Resolves rdar://104761392
This changes the scanner's behavior to "resolve" a discovered module's dependencies to a set of Module IDs: module name + module kind (swift textual, swift binary, clang, etc.).
The 'ModuleDependencyInfo' objects that are stored in the dependency scanner's cache now carry a set of kind-qualified ModuleIDs for their dependencies, in addition to unqualified imported module names of their dependencies.
Previously, the scanner's internal state would cache a module dependnecy as having its own set of dependencies which were stored as names of imported modules. This led to a design where any time we needed to process the dependency downstream from its discovery (e.g. cycle detection, graph construction), we had to query the ASTContext to resolve this dependency's imports, which shouldn't be necessary. Now, upon discovery, we "resolve" a discovered dependency by executing a lookup for each of its imported module names (this operation happens regardless of this patch) and store a fully-resolved set of dependencies in the dependency module info.
Moreover, looking up a given module dependency by name (via `ASTContext`'s `getModuleDependencies`) would result in iterating over the scanner's module "loaders" and querying each for the module name. The corresponding modules would then check the scanner's cache for a respective discovered module, and if no such module is found the "loader" would search the filesystem.
This meant that in practice, we searched the filesystem on many occasions where we actually had cached the required dependency, as follows:
Suppose we had previously discovered a Clang module "foo" and cached its dependency info.
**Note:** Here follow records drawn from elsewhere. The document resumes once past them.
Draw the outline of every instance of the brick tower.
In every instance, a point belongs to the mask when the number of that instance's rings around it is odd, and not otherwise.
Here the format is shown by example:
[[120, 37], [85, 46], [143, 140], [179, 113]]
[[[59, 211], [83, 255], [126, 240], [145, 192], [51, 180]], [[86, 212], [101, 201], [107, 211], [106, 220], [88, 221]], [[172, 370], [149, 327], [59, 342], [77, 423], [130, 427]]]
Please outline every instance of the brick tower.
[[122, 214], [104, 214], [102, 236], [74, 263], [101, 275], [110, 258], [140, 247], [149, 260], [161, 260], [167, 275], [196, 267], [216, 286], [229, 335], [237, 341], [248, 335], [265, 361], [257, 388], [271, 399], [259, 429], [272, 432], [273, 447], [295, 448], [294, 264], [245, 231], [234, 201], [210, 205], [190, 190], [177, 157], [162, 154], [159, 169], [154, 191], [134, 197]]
-> ASTContext.getModuleDependencies("foo")
--> (1) Swift Module "Loader" checks caches for a Swift module "foo" and doesn't find one, so it searches the filesystem for "foo" and fails to find one.
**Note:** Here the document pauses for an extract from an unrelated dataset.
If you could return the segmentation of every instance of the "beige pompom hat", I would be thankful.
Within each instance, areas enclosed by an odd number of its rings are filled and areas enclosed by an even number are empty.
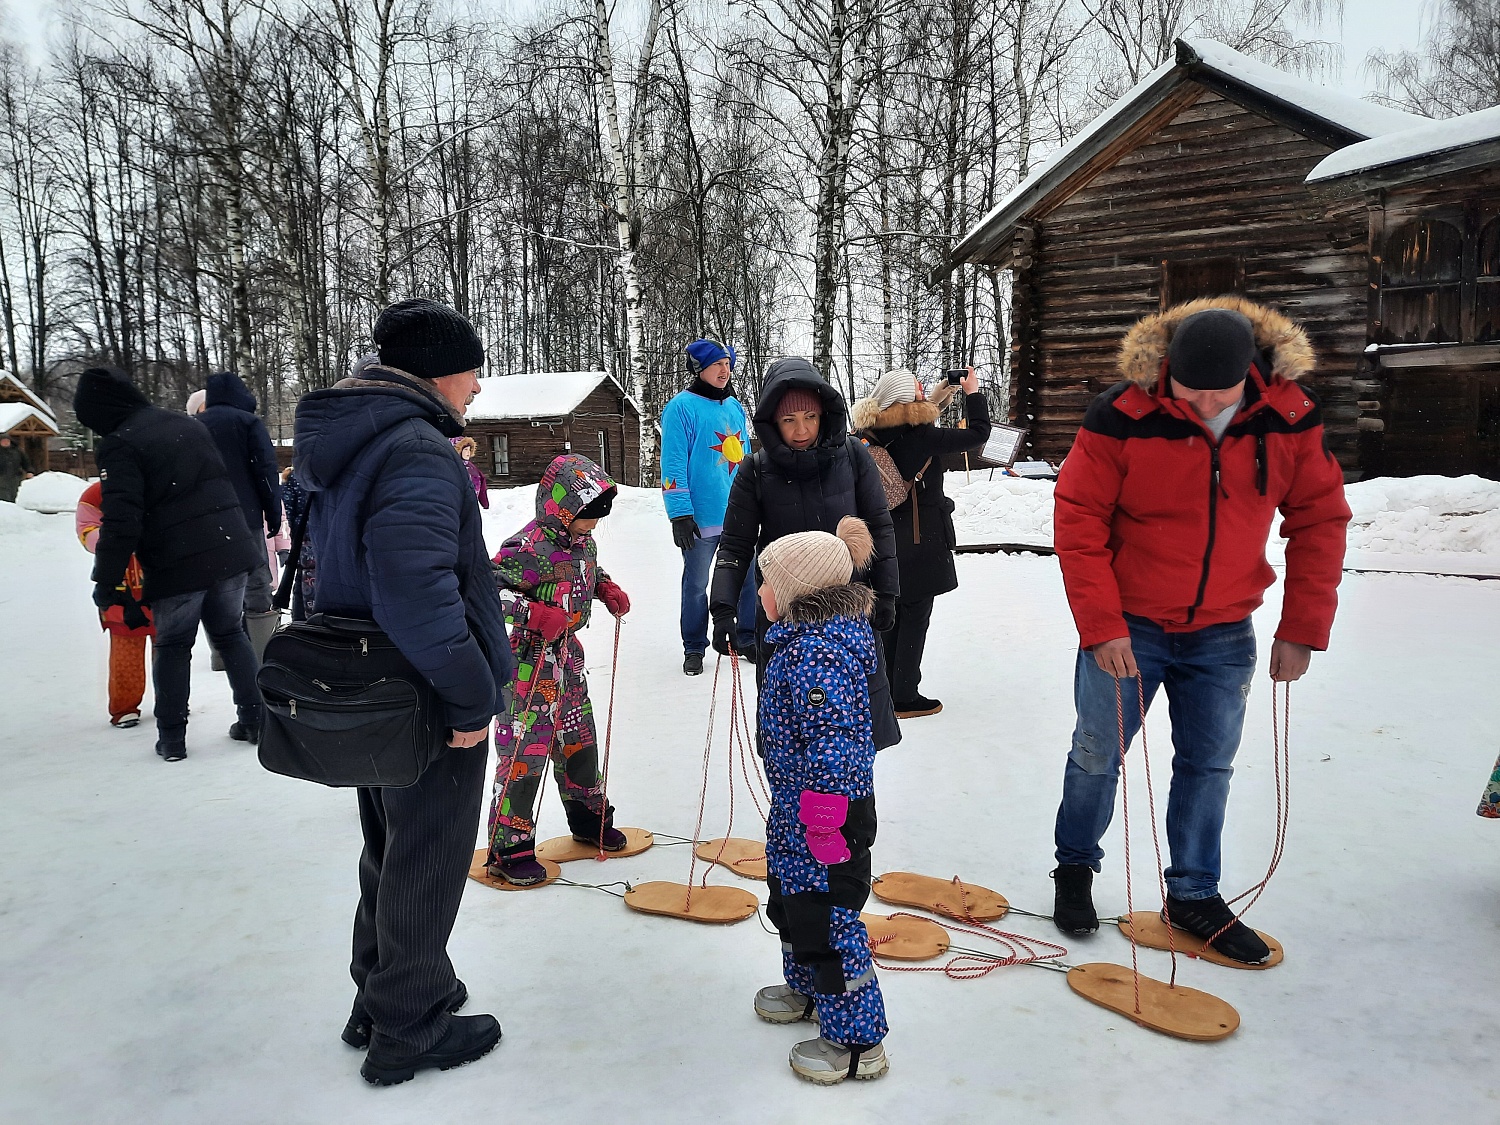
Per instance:
[[[875,542],[865,521],[854,516],[839,520],[837,534],[799,531],[776,540],[760,553],[760,571],[776,595],[783,614],[798,598],[844,586],[863,570],[875,553]]]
--> (2) Clang Module "Loader" checks caches for a Clang module "foo", finds one and returns it to the client.
This means that we were always searching the filesystem in (1) even if we knew that to be futile.
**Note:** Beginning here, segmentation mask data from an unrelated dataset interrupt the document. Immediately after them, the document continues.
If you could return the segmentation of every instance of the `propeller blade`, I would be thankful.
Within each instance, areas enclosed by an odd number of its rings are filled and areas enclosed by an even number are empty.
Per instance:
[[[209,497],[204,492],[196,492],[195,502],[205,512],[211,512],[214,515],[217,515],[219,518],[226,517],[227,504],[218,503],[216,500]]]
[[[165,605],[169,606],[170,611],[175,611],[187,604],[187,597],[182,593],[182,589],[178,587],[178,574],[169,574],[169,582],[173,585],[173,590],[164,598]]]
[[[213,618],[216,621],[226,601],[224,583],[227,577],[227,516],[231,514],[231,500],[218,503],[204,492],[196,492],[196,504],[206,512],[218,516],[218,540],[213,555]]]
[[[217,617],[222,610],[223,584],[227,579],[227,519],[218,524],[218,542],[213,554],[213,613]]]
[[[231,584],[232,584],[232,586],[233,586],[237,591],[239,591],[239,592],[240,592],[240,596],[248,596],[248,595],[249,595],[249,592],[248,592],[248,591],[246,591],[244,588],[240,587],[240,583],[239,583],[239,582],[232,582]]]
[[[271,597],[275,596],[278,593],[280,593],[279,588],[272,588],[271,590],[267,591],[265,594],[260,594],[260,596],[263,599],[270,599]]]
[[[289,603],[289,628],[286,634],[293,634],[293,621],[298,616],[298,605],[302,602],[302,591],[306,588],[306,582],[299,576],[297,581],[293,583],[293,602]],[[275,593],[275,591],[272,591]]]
With this change, queries to `ASTContext`'s `getModuleDependencies` will always check all the caches first, and only delegate to the scanner "loaders" if no cached dependency is found. The loaders are then no longer in the business of checking the cached contents.
To handle cases in the scanner where we must only lookup either a Swift-only module or a Clang-only module, this patch splits 'getModuleDependencies' into an alrady-existing 'getSwiftModuleDependencies' and a newly-added 'getClangModuleDependencies'.
Adopts Clang's 'DependencyScanningWorkerFilesystem' for use by the scanner, with the persistent
scanner instance keeping a 'DependencyScanningFilesystemSharedCache'.
Introduces a concept of a dependency scanning action context hash, which is used to select an instance of a global dependency scanning cache which gets re-used across dependency scanning actions.